The History of Bhutan
Haus Publishing 659pp £30
Flattened out, Bhutan's landmass might stretch across as much as half of her southern neighbour, India. But Bhutan is a small, remote and mountainous state nestled in the Himalayas. Unsurprisingly, much of Bhutan's history remains shrouded in mystery, much like the clouds covering the ancient monasteries perched perilously on its mountain slopes, or the accounting methods of the Gross National Happiness Index that claims Bhutan is the happiest place on the planet. Spanning from the ancient period to the present, this book gives readers a glimpse into this remarkable corner of Earth.
To the north, Tibet exerted a tremendous influence on Bhutan and half of the book examines the role of Tibetan Buddhism and imperial expansionism over 1,000 years, from the seventh century to the emergence of a unified Bhutanese polity in the 17th. From the mid-18th century, the balance of power relations shifted towards India.
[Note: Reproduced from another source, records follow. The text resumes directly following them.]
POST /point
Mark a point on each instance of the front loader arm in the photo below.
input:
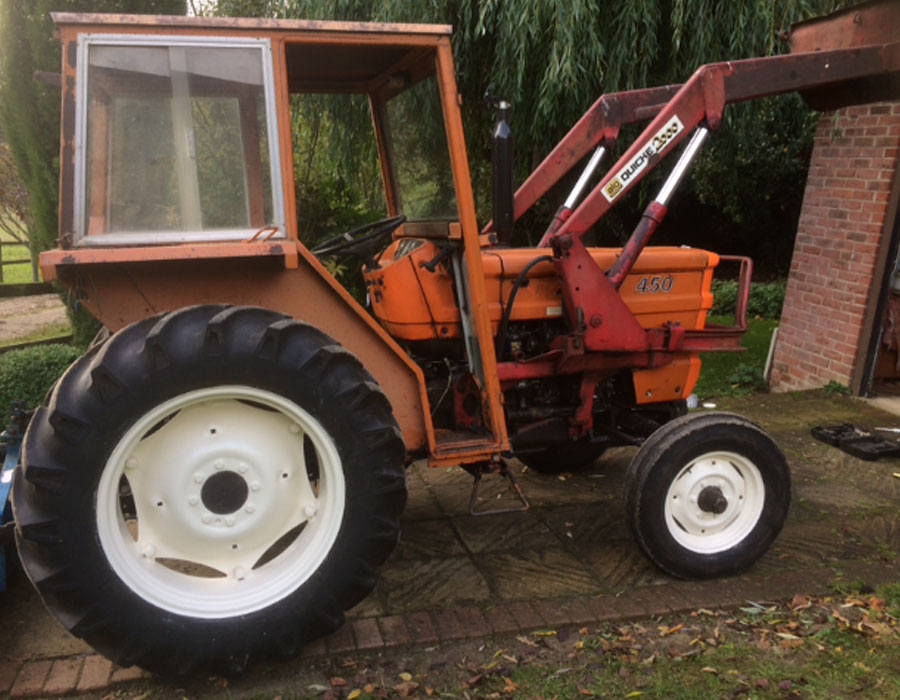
(703, 99)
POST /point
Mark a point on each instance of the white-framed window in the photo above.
(176, 140)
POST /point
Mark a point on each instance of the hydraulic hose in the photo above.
(507, 312)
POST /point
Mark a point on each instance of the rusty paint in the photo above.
(120, 291)
(147, 22)
(459, 162)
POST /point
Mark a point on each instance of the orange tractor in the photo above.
(222, 475)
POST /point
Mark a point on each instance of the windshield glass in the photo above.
(419, 153)
(176, 141)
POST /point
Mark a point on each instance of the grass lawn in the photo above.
(15, 274)
(735, 374)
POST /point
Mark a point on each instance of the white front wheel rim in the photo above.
(223, 517)
(714, 502)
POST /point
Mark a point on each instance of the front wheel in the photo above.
(707, 494)
(207, 486)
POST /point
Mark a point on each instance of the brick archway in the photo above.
(841, 251)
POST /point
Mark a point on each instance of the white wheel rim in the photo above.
(204, 548)
(733, 477)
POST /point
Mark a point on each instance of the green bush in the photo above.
(746, 378)
(766, 298)
(27, 374)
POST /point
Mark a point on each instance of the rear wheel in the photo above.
(209, 485)
(707, 494)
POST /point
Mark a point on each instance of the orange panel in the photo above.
(125, 292)
(666, 285)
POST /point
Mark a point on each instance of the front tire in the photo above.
(707, 494)
(209, 485)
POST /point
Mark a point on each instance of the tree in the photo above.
(13, 197)
(29, 110)
(552, 59)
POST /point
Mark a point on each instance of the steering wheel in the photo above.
(362, 242)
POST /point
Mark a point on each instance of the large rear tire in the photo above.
(707, 494)
(207, 486)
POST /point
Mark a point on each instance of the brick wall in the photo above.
(836, 253)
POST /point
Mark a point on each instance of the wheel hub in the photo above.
(224, 492)
(712, 500)
(223, 516)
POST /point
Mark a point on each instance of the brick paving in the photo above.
(569, 562)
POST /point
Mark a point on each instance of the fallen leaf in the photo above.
(787, 635)
(405, 688)
(840, 618)
(791, 643)
(800, 602)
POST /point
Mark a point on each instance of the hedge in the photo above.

From George Bogle's expedition on behalf of the freshly defeated British East India Company in 1774, to Nehru's state visit on a yak in 1958, Bhutan has been drawn closer into the orbit of (British) Indian commercial and geopolitical concerns and has been profoundly reshaped in the process.
The repercussions of the 19th-century 'Great Game', Phuntsho notes, were felt as far east as Bhutan, via Tibet. By the turn of the century, however, the angst-ridden mind of British officialdom turned from Russian expansion in Asia to the threat posed by the Chinese reconquest of Tibet and to making Bhutan a buffer-state to India. After 1947 this formed the basis of India's 'maternal' relations with Bhutan, especially as China asserted itself in the Sino-Indian borderlands. Bhutan's role and agency in regional geopolitics is a pivotal and fascinating, albeit rushed, aspect of Phuntsho's narrative.
The book's strength is the synthesis into a single volume of the scholarship on Bhutan. However this is also its weakness. Driven by the nature of the surviving sources, political history and the elites figure at the expense of economic, social or cultural history and the changing lives of the Bhutanese. Alas, the book makes little of fascinating details – such as the electric apparatus presented by the Turner mission to Bhutan in 1783 – to enliven the narrative. What did the Bhutanese make of the electric-jolts produced by the device? How did the British describe their response? How did these sorts of cultural encounters transform the diplomatic relations between Bhutan and British India? Such questions are not answered in this fast-paced political history.
Driven by the impulse to compile a comprehensive history of Bhutan, Phuntsho has written a history of a nation state. This is ironic, not only because of his wariness of writing 'nationalist' history, but because, as he acknowledges, Bhutan was for most of its history not a unit at all and in recent times is integrating more deeply into regional and global networks of political influence, trade and tourism. Phuntsho's achievement, though, is a volume that will serve as useful reference for travellers and scholars of Bhutan alike.
Jagjeet Lally is Lecturer in the History of Early Modern and Modern India at UCL.